We all are aware that wood fiber supplies are in lesser supply than in years past, due to a number of factors. The economic downturn, the lack of land clearing operations, and the demand for renewable energies have all eaten into the supply of fiber. An economic recovery should have a positive effect on the first two for mulch producers, but the demand for biofuels will remain a threat for years to come. One of the speakers at the Mulch and Soil Council’s annual meeting last October, Pete Stewart, the CEO of Forest2Market located in Charlotte, NC, gave some statistics regarding the push towards renewable energies and how it will affect the wood fiber supply.

Stewart pointed out that throughout the world, more and more demand for renewable fuels, such as wood pellets, is increasing the demand for wood fiber. He noted that the United Kingdom is targeting a rate of 20% of its fuel needs coming from renewable supplies by the year 2020. In order to reach this goal, it will need to import around 12 million tons of fuel pellets, at least a third of which will likely be imported from the United States. He also argues that, depending on the amount of fuel that is required to come from renewable sources in legislation pending in front of Congress today, demand for pellet fuel in the US may double in the next decade. The demand is expected to be around 60 million tons in 2012, but may reach a level of over 120 million tons by the year 2018. How will this doubling of wood fiber for fuel pellets be accomplished, and what will it do to fiber prices?

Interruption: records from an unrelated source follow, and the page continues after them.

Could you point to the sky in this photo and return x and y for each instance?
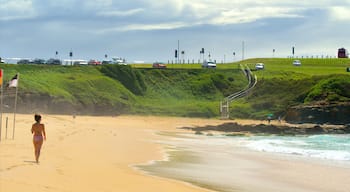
(150, 30)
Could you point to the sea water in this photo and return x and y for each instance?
(210, 161)
(322, 147)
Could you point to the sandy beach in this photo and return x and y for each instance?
(99, 153)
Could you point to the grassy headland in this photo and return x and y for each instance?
(179, 90)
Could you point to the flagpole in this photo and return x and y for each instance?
(15, 108)
(2, 91)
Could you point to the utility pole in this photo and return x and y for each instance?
(243, 50)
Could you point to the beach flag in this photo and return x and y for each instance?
(14, 81)
(1, 75)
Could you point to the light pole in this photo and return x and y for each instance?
(71, 55)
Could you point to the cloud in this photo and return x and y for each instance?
(121, 13)
(16, 9)
(145, 27)
(340, 13)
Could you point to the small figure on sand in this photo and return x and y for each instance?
(39, 135)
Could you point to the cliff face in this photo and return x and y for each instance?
(332, 114)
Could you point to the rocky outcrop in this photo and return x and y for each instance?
(274, 129)
(338, 114)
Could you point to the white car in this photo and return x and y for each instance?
(259, 66)
(209, 64)
(296, 63)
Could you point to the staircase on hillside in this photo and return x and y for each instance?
(225, 103)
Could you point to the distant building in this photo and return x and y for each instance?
(343, 53)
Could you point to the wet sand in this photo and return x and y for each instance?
(100, 154)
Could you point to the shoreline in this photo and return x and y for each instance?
(87, 154)
(265, 171)
(105, 152)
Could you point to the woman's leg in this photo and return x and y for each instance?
(37, 146)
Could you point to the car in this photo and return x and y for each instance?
(105, 62)
(259, 66)
(38, 61)
(94, 62)
(24, 61)
(296, 63)
(54, 62)
(209, 64)
(80, 62)
(159, 65)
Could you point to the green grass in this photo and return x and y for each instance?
(184, 89)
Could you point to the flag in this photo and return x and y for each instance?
(1, 77)
(14, 81)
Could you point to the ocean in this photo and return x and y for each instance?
(211, 161)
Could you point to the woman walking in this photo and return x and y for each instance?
(39, 135)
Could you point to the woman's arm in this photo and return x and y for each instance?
(44, 133)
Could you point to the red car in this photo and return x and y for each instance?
(159, 65)
(94, 62)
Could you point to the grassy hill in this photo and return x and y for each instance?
(179, 90)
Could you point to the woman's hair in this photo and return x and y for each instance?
(37, 117)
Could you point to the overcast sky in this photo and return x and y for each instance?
(149, 30)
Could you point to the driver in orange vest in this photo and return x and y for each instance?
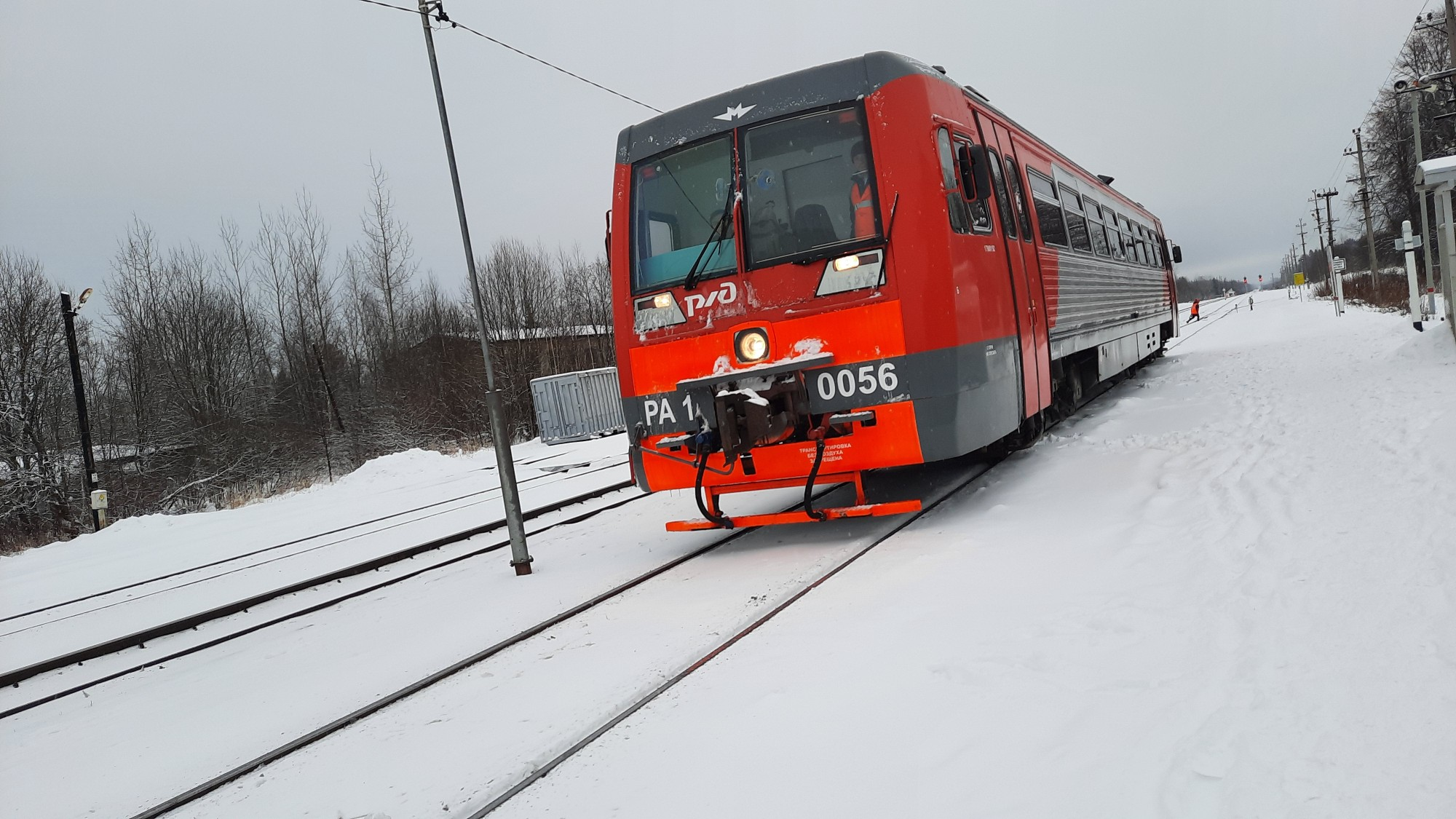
(861, 193)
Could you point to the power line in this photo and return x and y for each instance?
(440, 17)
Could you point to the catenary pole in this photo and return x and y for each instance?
(1365, 203)
(500, 435)
(88, 456)
(1426, 232)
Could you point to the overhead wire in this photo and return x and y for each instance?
(439, 15)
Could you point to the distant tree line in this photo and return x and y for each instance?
(264, 362)
(1190, 289)
(1390, 152)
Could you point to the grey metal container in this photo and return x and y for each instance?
(579, 405)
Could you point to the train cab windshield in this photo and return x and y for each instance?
(810, 186)
(679, 202)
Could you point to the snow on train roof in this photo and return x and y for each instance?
(810, 88)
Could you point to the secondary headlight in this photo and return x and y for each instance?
(752, 346)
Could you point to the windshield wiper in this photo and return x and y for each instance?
(691, 280)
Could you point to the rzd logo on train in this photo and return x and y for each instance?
(726, 295)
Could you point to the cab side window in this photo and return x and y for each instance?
(1014, 177)
(1096, 226)
(1049, 209)
(1002, 197)
(1077, 223)
(951, 184)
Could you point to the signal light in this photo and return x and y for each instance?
(752, 346)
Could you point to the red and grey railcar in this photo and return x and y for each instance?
(863, 266)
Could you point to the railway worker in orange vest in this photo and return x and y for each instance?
(861, 194)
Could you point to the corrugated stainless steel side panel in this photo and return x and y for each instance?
(577, 405)
(1094, 293)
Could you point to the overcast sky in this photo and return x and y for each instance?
(1219, 117)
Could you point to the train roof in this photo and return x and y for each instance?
(810, 88)
(799, 91)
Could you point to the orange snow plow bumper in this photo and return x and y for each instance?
(861, 509)
(748, 521)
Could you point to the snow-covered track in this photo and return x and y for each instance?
(280, 752)
(139, 638)
(488, 493)
(972, 474)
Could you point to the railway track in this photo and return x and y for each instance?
(885, 531)
(193, 621)
(550, 477)
(544, 630)
(723, 646)
(523, 636)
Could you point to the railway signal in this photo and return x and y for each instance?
(90, 477)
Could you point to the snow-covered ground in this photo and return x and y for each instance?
(1225, 589)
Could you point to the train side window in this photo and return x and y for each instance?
(1115, 237)
(1096, 228)
(1049, 210)
(951, 184)
(1002, 197)
(1017, 194)
(981, 212)
(1077, 223)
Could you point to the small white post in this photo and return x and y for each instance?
(100, 507)
(1409, 242)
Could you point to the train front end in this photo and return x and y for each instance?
(761, 337)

Stewart also notes that the current forestry management administrations do not seem to favor growing dedicated timber crops for only biofuel uses because it is expensive, time consuming, and is not guaranteed to be profitable. Better use of some of the green fiber currently discarded in many forestry processes will assist in closing this gap somewhat, but the bulk of the projected demanded wood will have to come from somewhere.